La revista traía un cedé de regalo y muchas reseñas de bandas que no tenía cómo escuchar (era imposible pillarlas en el internet del 2004), pero leía todo de principio a fin, en un loop que duraba meses hasta comprar la próxima revista, que a veces no llegaba debido a situaciones en el puerto (la revista venía en barco) o causas geopolíticas que el negro describía en detalle. Sin duda, el momento que más apreciaba era el de los especiales internacionales, que coincidían con aquellos veranos secos en los que no tenía sueldo (trabajaba a honorarios) y tenía que arreglármelas para mantener una familia y sonreír (porque era verano). Recuerdo haber escuchado por primera vez a Death Cab for Cutie, con Title and Registration. Ahora mismo la busco en youtube y lo primero que veo es este comentario de hace 5 años: 

Mi padre alcohólico me echó de casa hace dos años y tuve que conducir solo por todo Estados Unidos, de un extremo a otro en cuatro días. Esta canción siempre me recuerda ese período. Estoy orgulloso de haberlo logrado. 

Yo no tengo algo tan épico para traer a colación a propósito de la canción. Solo unas vacaciones que pasamos con mi ex mujer y nuestra hija pequeña, en un departamento lleno de pulgas de Viña del Mar, estadía que mi mal carácter de entonces seguramente hizo más difícil.

Me sabía de memoria las fotos de las entrevistas. Tengo grabada la cara de John Moffat de Arab Strap con un gorro de lana, haciendo dedo y diciendo que había descubierto que su mujer también miraba a otros hombres, la cara desquiciada de John Lydon al lado de un foco de jardín en un especial sobre Public Image Ltd. y el post punk, la mirada asesina de Mala Rodríguez sentada a la entrada de una casa, usando sandalias de veranos inalcanzables, apoyando el mentón en su mano izquierda y cubriéndose la boca con sus dedos. 

Leía una y otra vez las críticas de conciertos y sentía que era como estar ahí. Puede sonar ingenuo, pero si vives en un lugar donde ese tipo de cosas no existen, tu imaginación hace todo el trabajo. Podía hablarte de una sala de conciertos en España sin haber puesto pie en ella o hablarte de las circunstancias de grabación de un disco sin haberlo escuchado jamás. De esa manera fui construyendo una fantasía, una especie de Good Bye, Lenin! donde yo era a la vez la mujer que cae en coma y el hijo que se esfuerza por hacerla vivir en una realidad a la medida. 

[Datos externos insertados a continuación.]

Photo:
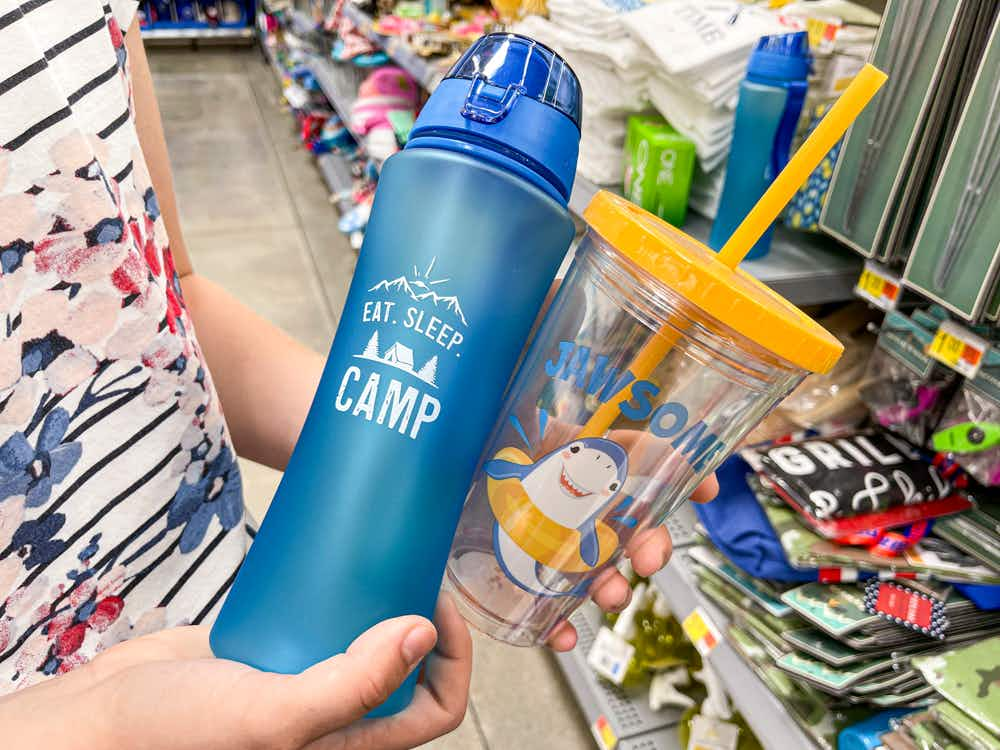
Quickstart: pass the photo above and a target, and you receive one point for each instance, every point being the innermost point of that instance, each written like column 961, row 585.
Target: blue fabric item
column 739, row 527
column 867, row 734
column 984, row 597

Eso significaba Rockdelux para mí en esos años. Me transmitía esa energía única que tiene la música cuando estás viviendo un infierno personal (y sí, tal vez fui ese tipo atravesando un país, solo, con un único disco en loop), cuando parece no haber nadie a quien mostrarle las maravillas que se descubren y te conformas con escuchar algún disco de Rough Trade mirando techos llenos de polvo.